Bertanya tentang sahabatnya hanya Dinda yang saat ini satu kampus dengannya kedua sahabat mereka berada di kampus lain namun tetap berada tidak jauh dari Jakarta, tapi bukan berarti Ara dan Dinda tidak memiliki teman dekat lagi justru salah mereka berdua bertambah banyak teman dan sahabat meskipun tidak sedekat Dina dan juga Kia. Soal Kia berita yang paling mengejutkan bahwa sahabatnya itu sudah menjadi kakak iparnya saat ini dan sudah mempunyai satu anak balita masih berumur sekitar 3 bulan, Yah karena tiga tahun lalu tepatnya saat ia dan Kia sama sama lulus kuliah S1 sahabat Ara itu dilamar oleh Althaf abang dari Ara sendiri dan akhirnya mereka menikah.

"Re aku telfon bunda dulu ya" ujar Ara pada salah satu teman barunya yang bernama Renata.

"Oke Ra"

Semenjak tinggal dipesantren Ara juga mengubah cara bicaranya dari gue-lo menjadi aku-kamu Karena bundanya yang melarangnya berbicara seperti itu lagi, memang sih awalnya ia berfikir sedikit aneh namun kata Dinda nanti juga terbiasa, sikapnya juga sudah sangat berubah menjadi lebih kalem lagi dan sopan begitupun dengan Dinda mungkin karena faktor lingkungan membuat mereka berubah.

"Assalamualaikum bunda"

"Waalaikumussalam sayang apa kabar Ra"

"Alhamdulillah baik. Ayah sama bunda gimana kabarnya? Abang juga sama yang lain juga apa kabar?" tanyanya pada sang bunda diseberang telfon.

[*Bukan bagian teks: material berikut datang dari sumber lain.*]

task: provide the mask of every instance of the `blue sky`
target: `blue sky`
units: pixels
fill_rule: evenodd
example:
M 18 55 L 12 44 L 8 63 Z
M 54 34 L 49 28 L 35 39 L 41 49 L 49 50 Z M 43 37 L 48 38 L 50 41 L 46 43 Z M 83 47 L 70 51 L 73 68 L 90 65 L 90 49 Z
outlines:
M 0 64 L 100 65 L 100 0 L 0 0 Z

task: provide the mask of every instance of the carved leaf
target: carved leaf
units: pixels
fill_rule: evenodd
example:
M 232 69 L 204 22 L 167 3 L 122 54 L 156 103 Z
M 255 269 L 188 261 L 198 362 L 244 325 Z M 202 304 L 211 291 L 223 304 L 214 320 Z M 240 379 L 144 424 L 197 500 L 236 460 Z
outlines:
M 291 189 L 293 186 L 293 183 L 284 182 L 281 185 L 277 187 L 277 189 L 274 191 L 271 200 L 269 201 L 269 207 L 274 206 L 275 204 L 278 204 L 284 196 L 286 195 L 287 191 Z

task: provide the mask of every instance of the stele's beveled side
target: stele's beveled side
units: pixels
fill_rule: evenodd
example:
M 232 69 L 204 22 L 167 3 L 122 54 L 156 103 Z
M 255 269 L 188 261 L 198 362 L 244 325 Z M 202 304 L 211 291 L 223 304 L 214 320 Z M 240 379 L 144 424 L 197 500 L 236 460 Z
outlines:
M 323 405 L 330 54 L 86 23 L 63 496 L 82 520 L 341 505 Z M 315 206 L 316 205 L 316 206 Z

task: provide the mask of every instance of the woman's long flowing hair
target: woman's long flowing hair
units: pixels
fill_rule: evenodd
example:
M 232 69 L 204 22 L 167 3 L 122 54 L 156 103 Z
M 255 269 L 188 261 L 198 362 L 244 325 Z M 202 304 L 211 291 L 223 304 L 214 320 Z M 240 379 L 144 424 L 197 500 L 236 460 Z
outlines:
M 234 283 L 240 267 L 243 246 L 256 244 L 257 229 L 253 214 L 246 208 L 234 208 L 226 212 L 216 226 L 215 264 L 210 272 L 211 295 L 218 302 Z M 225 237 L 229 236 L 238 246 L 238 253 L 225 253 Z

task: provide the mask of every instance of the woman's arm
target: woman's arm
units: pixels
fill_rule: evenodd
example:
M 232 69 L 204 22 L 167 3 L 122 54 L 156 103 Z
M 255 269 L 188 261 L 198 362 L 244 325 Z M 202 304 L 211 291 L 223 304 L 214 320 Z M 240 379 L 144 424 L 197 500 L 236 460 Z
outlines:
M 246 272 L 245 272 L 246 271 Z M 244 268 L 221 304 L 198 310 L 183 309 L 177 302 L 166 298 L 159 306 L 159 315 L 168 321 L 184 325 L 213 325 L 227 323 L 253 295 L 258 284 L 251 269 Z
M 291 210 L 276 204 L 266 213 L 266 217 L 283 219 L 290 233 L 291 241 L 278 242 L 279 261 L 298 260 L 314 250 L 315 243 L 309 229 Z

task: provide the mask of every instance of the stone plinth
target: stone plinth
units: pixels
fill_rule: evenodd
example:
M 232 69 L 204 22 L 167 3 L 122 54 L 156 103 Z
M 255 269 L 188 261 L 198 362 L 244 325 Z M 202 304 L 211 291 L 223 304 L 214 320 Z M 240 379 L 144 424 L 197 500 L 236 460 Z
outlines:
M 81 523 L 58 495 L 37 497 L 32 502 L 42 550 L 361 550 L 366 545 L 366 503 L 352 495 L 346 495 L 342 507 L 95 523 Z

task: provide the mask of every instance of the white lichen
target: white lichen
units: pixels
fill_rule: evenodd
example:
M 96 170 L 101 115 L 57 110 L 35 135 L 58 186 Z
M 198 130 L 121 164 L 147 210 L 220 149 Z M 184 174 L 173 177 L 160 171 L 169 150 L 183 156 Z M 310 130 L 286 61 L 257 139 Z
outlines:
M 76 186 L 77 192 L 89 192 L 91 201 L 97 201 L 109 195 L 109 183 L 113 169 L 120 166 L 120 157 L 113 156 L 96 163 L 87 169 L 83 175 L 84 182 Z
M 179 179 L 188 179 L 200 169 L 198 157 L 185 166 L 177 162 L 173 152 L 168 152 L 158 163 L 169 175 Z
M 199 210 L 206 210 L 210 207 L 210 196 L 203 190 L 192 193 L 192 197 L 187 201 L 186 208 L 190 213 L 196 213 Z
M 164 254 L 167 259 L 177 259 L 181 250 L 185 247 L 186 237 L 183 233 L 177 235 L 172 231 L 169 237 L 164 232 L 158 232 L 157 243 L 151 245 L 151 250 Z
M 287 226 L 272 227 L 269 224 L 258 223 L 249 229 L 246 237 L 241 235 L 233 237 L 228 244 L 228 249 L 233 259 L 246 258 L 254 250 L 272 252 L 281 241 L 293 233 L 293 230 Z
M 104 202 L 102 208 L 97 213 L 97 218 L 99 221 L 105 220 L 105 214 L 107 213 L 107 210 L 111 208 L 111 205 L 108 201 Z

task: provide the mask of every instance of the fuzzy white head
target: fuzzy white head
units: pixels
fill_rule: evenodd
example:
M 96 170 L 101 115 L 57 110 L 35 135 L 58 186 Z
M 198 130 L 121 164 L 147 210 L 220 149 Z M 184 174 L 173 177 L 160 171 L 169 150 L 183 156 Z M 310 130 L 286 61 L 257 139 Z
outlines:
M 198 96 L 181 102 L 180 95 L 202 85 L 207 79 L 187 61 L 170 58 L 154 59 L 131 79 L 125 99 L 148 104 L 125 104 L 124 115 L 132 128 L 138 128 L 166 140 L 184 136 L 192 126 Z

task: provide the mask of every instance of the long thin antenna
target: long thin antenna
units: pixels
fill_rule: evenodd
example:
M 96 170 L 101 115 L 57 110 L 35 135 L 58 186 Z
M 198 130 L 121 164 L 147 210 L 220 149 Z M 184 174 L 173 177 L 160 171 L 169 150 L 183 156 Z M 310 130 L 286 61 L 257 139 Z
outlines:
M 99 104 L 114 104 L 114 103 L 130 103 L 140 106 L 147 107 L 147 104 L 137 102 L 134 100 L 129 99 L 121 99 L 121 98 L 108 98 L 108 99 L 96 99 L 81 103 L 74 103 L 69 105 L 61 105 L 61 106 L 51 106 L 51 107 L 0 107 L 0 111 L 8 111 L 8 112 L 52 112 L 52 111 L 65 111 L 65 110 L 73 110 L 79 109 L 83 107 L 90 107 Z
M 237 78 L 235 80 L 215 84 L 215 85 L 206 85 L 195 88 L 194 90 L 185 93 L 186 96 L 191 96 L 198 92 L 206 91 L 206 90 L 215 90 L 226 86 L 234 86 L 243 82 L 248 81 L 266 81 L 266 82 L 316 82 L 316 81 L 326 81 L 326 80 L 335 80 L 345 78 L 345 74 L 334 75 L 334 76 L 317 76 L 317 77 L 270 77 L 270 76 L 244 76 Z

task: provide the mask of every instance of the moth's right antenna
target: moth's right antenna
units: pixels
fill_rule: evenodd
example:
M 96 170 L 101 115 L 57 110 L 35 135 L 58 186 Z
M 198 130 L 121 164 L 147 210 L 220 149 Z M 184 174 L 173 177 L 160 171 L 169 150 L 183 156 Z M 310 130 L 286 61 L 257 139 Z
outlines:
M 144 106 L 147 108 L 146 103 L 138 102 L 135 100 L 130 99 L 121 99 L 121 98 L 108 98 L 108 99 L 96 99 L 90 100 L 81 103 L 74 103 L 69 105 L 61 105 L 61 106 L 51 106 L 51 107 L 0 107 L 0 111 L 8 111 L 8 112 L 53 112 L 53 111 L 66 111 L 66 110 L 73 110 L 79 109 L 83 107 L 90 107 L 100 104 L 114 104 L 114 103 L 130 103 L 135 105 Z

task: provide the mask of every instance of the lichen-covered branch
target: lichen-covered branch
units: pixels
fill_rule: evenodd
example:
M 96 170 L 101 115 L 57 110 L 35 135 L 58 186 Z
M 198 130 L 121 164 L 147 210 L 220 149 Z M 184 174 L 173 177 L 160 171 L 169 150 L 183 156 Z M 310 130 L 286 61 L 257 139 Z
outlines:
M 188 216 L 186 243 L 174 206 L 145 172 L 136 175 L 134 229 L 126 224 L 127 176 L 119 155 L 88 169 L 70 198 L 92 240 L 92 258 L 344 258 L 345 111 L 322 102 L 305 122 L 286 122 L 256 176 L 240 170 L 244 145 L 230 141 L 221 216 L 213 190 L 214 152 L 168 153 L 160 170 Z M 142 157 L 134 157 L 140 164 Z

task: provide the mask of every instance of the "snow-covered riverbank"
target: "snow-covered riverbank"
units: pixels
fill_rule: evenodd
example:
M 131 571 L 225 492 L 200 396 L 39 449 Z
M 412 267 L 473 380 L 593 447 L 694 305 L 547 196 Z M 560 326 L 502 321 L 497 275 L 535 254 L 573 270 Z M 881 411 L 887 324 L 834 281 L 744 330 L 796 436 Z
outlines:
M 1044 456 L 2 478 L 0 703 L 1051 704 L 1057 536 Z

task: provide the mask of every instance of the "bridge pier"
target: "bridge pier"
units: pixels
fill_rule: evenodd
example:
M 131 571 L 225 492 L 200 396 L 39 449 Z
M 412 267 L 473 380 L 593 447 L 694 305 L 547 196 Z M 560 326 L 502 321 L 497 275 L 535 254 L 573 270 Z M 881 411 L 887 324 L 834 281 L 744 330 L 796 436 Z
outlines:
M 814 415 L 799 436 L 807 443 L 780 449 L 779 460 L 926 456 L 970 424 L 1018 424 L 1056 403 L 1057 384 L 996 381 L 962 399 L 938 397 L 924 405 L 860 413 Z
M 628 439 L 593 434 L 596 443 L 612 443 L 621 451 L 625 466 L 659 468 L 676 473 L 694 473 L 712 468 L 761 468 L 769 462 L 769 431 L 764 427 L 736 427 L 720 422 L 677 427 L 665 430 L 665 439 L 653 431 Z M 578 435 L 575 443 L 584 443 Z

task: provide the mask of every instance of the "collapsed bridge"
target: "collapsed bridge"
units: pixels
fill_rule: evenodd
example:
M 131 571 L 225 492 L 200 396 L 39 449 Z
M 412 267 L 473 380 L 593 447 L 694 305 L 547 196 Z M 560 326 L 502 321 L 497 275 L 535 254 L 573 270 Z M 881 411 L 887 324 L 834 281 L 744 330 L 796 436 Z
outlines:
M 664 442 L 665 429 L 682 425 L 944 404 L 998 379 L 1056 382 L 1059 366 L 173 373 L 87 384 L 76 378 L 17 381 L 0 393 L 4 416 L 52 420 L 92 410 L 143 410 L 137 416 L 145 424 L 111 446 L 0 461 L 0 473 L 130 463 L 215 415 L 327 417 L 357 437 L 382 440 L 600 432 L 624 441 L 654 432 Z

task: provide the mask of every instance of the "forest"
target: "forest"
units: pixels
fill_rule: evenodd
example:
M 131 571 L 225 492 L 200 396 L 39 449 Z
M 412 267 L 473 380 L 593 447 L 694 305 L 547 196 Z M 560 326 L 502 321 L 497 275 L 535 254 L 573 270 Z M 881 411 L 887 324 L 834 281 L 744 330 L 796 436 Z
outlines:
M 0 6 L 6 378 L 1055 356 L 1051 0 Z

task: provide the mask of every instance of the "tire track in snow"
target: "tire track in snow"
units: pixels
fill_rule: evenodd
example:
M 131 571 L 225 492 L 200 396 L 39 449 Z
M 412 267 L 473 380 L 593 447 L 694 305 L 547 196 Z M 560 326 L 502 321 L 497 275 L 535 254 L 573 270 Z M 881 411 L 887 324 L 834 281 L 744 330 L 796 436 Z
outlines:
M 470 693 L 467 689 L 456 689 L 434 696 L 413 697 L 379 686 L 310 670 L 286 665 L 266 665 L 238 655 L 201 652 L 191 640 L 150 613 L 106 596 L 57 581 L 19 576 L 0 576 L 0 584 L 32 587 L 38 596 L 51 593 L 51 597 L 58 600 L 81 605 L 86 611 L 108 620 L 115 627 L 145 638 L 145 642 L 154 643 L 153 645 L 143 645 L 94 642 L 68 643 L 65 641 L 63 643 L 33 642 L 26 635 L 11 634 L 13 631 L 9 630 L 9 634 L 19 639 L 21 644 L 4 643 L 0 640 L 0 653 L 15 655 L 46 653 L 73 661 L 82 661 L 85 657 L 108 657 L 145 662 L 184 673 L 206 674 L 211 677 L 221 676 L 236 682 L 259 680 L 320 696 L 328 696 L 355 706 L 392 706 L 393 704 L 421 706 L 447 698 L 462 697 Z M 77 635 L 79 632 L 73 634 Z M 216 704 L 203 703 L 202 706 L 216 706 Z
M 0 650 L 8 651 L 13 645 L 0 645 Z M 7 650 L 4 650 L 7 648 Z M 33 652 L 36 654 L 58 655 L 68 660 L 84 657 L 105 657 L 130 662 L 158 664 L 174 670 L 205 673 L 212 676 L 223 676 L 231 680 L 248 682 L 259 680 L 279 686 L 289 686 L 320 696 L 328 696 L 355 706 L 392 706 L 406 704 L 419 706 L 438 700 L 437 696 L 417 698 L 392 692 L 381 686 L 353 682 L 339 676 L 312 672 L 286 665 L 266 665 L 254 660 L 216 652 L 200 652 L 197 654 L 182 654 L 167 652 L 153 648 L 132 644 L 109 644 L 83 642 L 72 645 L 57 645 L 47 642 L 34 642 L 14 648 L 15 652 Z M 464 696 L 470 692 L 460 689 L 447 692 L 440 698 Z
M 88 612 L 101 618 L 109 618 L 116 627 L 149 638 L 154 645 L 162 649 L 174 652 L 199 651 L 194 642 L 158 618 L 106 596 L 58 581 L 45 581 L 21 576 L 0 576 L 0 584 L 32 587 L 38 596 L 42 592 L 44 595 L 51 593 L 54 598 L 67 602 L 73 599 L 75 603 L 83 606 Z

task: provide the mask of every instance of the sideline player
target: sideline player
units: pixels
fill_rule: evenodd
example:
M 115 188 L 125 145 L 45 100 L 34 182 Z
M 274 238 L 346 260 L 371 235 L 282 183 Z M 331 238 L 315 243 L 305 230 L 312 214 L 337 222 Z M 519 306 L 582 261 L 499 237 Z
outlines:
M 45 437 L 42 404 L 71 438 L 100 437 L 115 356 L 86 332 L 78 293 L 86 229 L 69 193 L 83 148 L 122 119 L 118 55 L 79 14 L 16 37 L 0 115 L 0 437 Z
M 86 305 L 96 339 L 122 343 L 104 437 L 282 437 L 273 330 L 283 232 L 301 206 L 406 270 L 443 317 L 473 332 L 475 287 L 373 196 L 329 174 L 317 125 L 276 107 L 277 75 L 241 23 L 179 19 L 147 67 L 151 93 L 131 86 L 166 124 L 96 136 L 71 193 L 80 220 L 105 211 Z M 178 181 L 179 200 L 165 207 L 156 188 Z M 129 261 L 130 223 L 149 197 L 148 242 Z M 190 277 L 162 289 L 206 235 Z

"Kami semua baik Alhamdulillah, terus  kamu gimana nak? Wisuda Ara jadi kapan?"

"InsyaAllah sebulan lagi bunda Ara juga nanti mau cari RS di deket pesantren aja deh buat koas nya doain lancar aja"ujarnya.

"Pasti sayang bunda selalu doain kamu sama semuanya juga"

"Cepet pulang juga Syafiya udah kangen sama Auntinya katanya" Suara abangnya terdengar dari seberang telepon.

"Iya Abang ish kebiasaan deh muncul tiba-tiba suaranya kek hantu aja"

"Enak aja dibilang hantu bun anaknya tuh"

"Adek kamu loh bang"

"Gak ngerasa Althaf punya adek kayak dia"

"Dih jahat banget awas aja kalo gak ada Ara juga mungkin abang gak ketemu kak Kia" ujarnya dengan nada mengejek abangnya membuat sang abang berdecak kesal dibalik telepon, sekarang Ara memanggil sahabatnya yang tak lain adalah kia ditambah dengan embel embel 'kak' karena kata abangnya biar lebih sopan sama kakak iparnya dan ia hanya menuruti kemauan abangnya saja toh ada benarnya juga. Fikirnya.